Cluster Sizing Case Study – Mirrored Queues Part 2

June 20, 2020 · 12 min read

Jack Vanlightly

In the last post we started a sizing analysis of our workload using mirrored queues. We focused on the happy scenario that consumers are keeping up meaning that there are no queue backlogs and all brokers in the cluster are operating normally. By running a series of benchmarks modelling our workload at different intensities we identified the top 5 cluster size and storage volume combinations in terms of cost per 1000 msg/s per month.

Cluster: 5 nodes, 8 vCPUs, gp2 SDD. Cost: $58
Cluster: 7 nodes, 8 vCPUs, gp2 SDD. Cost: $81
Cluster: 5 nodes, 8 vCPUs, st1 HDD. Cost: $93
Cluster: 5 nodes, 16 vCPUs, gp2 SDD. Cost: $98
Cluster: 9 nodes, 8 vCPUs, gp2 SDD. Cost: $104

There are more tests to run to ensure these clusters can handle things like brokers failing and large backlogs accumulating during things like outages or system slowdowns.

Adverse Conditions - Coping with rolling restarts and lost brokers

Will our gp2 SSD based clusters handle the same load if a broker goes down? Perhaps a VM or a disk fails, or you need to perform an emergency OS patch? We really need to make sure that on our Black Friday sales peak, that we’re going to be able to serve traffic even in the face of failures.

To that end, we run exactly the same test again, but hard kill a broker part way into each intensity level.

Fig 1. One broker killed during each test

Some clusters did better than others but no cluster gets to the end of the test without seeing a drop in throughput when a broker is killed. The smaller 3 and 5 broker clusters see that drop in the lower intensity tests whereas the 7 and 9 broker clusters only start seeing that drop in the higher intensities.

Let’s look at our 30k msg/s target rate period.

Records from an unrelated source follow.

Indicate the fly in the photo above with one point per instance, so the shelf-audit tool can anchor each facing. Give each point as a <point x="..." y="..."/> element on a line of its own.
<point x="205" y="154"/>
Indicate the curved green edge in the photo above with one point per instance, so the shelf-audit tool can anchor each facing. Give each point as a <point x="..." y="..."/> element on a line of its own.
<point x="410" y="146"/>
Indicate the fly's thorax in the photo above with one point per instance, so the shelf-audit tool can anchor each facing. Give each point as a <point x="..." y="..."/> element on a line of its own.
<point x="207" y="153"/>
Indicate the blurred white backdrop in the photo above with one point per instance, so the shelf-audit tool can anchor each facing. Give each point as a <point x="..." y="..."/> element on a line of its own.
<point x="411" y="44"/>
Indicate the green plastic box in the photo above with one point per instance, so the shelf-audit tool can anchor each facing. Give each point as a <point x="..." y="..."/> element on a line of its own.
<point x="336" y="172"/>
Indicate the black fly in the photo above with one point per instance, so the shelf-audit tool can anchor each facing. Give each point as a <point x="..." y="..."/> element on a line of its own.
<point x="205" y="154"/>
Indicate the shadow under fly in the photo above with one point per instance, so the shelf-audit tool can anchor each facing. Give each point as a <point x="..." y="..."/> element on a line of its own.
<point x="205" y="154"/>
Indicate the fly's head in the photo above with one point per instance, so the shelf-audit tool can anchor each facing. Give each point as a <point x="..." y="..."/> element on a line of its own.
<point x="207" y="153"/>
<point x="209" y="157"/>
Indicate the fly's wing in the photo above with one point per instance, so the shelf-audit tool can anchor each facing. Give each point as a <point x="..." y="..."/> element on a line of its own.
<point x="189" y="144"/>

Fig 2. Different clusters handle a lost broker better than others

You’ll notice that the 5x16, 7x16, 7x8 and 9x8 clusters fully recover, while at the other end of the spectrum the 3 node clusters see the biggest dip. For the ones that fully recover, the dip is small but this is with ha-sync-mode as manual. If you choose automatic, the recovery still happens but the dip is larger and longer duration.

The reason for this drop in throughput is that when a mirrored queue becomes under-replicated because of a broker loss it will create a new mirror on another broker if it can - maintaining the same redundancy level. This concentrates the same amount of traffic on fewer brokers. So if you use a replication factor of 2 (one master, one mirror) like in this test, have three brokers and lose one then you’ll be increasing load on the other two by a sizeable percentage. If you use* ha-mode=all*, then you won’t see such a dip as there will be no brokers to place new mirrors on.

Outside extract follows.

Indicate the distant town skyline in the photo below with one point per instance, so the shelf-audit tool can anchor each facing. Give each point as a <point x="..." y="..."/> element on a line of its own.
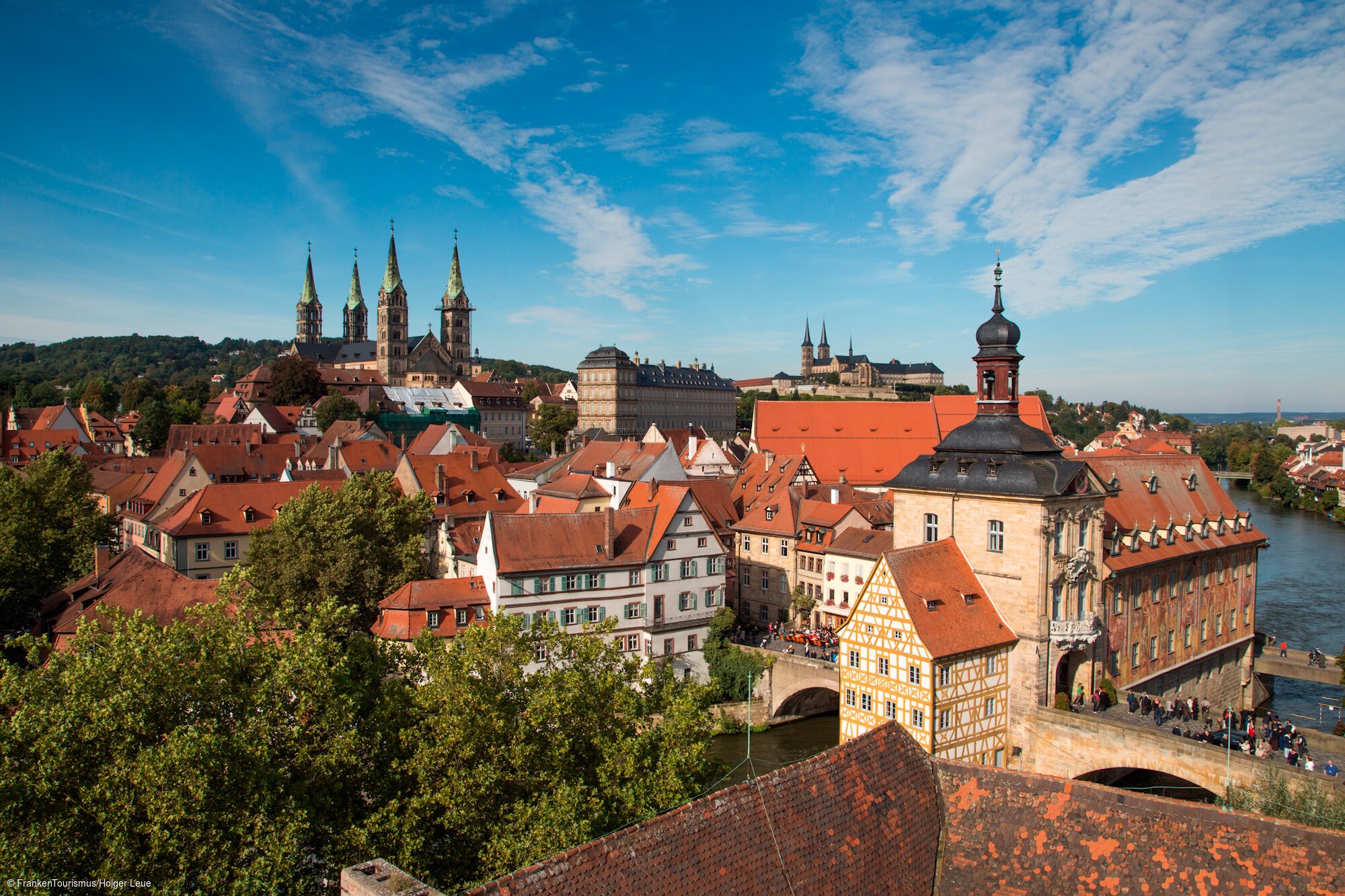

However if you have nine nodes and lose one, then the load increase is marginal.

Scaling out wins this round.

Adverse Conditions - Consumer Slowdown

When processing messages, consumers normally need to interact with other systems like databases or third party APIs. These downstream systems can slowdown due heavy load, or some kind of outage and this has the knock-on effect of slowing down your consumers. This then causes the number of messages in your queues to grow which can then also impact publishers. RabbitMQ delivers best performance when queues are small or empty (empty because messages are immediately consumed).

Our requirements dictated that if we suffer a consumer slowdown, the publishing should continue unaffected, even at the target peak load of 30k msg/s.

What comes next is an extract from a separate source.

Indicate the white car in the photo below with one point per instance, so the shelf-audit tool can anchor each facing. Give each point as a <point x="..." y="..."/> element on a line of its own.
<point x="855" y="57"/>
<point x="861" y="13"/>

In this test the processing time per message varies:

5 minutes at 10ms
Grows from 10ms to 30ms over a 20 minute period
5 minutes at 30ms
Reduces from 30ms to 10ms over a 20 minute period
50 minutes at 10ms

The message backlogs can grow into the tens of millions as this is a high traffic system where backlogs can form fast. We shall see an S shape to the consume rate as first the processing time increases, then decreases and consume rate then exceeds the publish rate as the consumers process the backlog.

As the consume rate recovers but the queue length is still very large, this is when we might see impact on the publishers. The publish rate can drop for a period until the backlog is cleared. The higher performing clusters should see no impact or an impact for a short duration.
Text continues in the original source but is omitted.